優しい声がリビングに響いた。急いで玄関に向かうと、赤い髪の愛しい人。

笑顔を向けて、今日の晩飯は?と聞くがそれどころではない気がする。
体はぼろぼろだし、ヒーロースーツも破けている。彼の個性は硬化だけど、体を気張っているだけ


「鋭児郎」


「ん?どうしたんだよ、急に」


「ううん…なんでもない……あ、ご飯にする?お風呂?」


「風呂、先に入ってくるわ」


眩しいほどの笑顔を残して風呂場に行く鋭児郎。本当は笑顔だってしんどいはず。私の前では、疲れを出してくれていいのに。



着替えを脱衣場に持って行って、ヒーロースーツも洗濯しようかと思い持ち上げれば、ズボンの辺りが染みになっていることに気付いた。拭ってみれば、赤い……。鋭児郎の血なのか敵の血なのか。
今日のぼろぼろ具合をみれば、怪我をしているだろう。

そう私は思って、消毒液を出して鋭児郎がお風呂から上がってくるのを待った。



「ふー、さっぱりした!」


髪を下ろした鋭児郎。いつもは、半ズボンなのになぜか長ズボン。鋭児郎の近くまで行って、長ズボンを捲ってみた。

「ちょ!名無し」

「鋭児郎」


やはり怪我をしてた。冷たい水で血を止めたのか、流れていた後はある。


「ここに座って」

ソファに座らせて、怪我をしている左足を出してもらった。そして消毒液を傷口に掛けると眉を潜ませて、痛みを堪えている顔。


「はい、よく我慢できました」

「俺をばかにしてるだろ?」

笑いを堪えて言えば鋭児郎は私の弱点の脇腹を擽ってきた。私が倒れてもお構い無しに擽ってくる。

「やめっ、鋭児、郎」


鋭児郎も倒れこんできて、私の上で止まってしまった。気を遣っているのか体重があまりかかってこない。
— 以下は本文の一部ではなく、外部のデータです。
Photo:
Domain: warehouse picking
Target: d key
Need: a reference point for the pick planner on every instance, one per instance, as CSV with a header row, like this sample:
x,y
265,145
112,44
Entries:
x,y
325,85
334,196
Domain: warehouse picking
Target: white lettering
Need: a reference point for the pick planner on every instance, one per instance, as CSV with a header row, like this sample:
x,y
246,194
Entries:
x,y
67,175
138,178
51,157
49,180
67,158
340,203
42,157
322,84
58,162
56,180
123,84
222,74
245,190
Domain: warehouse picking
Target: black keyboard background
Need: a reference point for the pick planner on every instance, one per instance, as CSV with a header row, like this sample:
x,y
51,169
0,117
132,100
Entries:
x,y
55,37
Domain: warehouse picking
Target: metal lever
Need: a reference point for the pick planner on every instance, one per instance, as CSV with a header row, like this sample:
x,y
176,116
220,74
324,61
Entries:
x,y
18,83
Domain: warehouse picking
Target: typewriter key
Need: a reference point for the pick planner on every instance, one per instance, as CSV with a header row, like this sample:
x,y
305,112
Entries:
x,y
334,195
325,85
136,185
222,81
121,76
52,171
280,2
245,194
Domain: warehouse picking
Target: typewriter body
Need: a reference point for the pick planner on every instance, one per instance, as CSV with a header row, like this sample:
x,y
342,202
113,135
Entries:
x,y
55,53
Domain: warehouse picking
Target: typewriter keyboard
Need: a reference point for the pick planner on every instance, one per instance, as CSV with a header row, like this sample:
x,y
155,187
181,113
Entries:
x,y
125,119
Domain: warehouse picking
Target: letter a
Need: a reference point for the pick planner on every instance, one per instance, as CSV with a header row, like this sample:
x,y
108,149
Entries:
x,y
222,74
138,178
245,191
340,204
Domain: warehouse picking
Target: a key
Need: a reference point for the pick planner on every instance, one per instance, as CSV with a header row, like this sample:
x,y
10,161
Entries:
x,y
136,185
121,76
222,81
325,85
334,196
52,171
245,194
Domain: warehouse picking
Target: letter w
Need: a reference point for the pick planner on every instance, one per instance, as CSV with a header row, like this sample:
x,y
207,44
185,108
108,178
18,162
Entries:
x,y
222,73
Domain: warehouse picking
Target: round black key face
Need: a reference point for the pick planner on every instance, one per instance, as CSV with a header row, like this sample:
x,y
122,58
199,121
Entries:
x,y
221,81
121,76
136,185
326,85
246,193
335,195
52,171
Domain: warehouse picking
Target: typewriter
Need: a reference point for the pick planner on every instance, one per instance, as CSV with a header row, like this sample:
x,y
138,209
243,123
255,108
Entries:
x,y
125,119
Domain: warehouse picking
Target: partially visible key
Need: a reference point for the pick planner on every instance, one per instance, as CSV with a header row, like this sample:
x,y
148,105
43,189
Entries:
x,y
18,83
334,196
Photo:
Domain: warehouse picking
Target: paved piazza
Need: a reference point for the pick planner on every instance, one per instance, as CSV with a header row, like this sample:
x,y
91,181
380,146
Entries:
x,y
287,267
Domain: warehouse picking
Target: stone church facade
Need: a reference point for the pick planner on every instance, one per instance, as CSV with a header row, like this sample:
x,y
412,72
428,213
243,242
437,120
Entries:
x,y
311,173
優しく背中を撫でてあげれば、答えるように身を捩る。ふぅと溜め息が聞こえたと思えば楽にしたのか、体重がかかってきた。


「名無しの匂いめっちゃ、落ち着く」


胸元で息を吸ったり吐いたりしてるのがわかる。なんか、可愛らしい犬に見えてきてずっと頭を撫でていた。


急に顔をこちらに向けたと思えば近付いてくる鋭児郎の顔。他のヒーローより顔は負けているとか言ってるけど、本当はイケメン。目は大きくて、小さい頃につけた目の上の傷。赤い瞳が私の目と合う。

どちらも目は離さなくて、目も閉じない。
鼻が当たるぐらい、近くて息が当たる。

「なぁ、名無し」


「ん?」


「俺が、死んだら他のやつと幸せになれよ」


「鋭児郎が死んだら私も一緒に死ぬつもりだから」


鋭児郎は何を思って言ったのだろう。唇を合わせたと思えば、深いキス。私の舌と絡んで吐息が溢れる。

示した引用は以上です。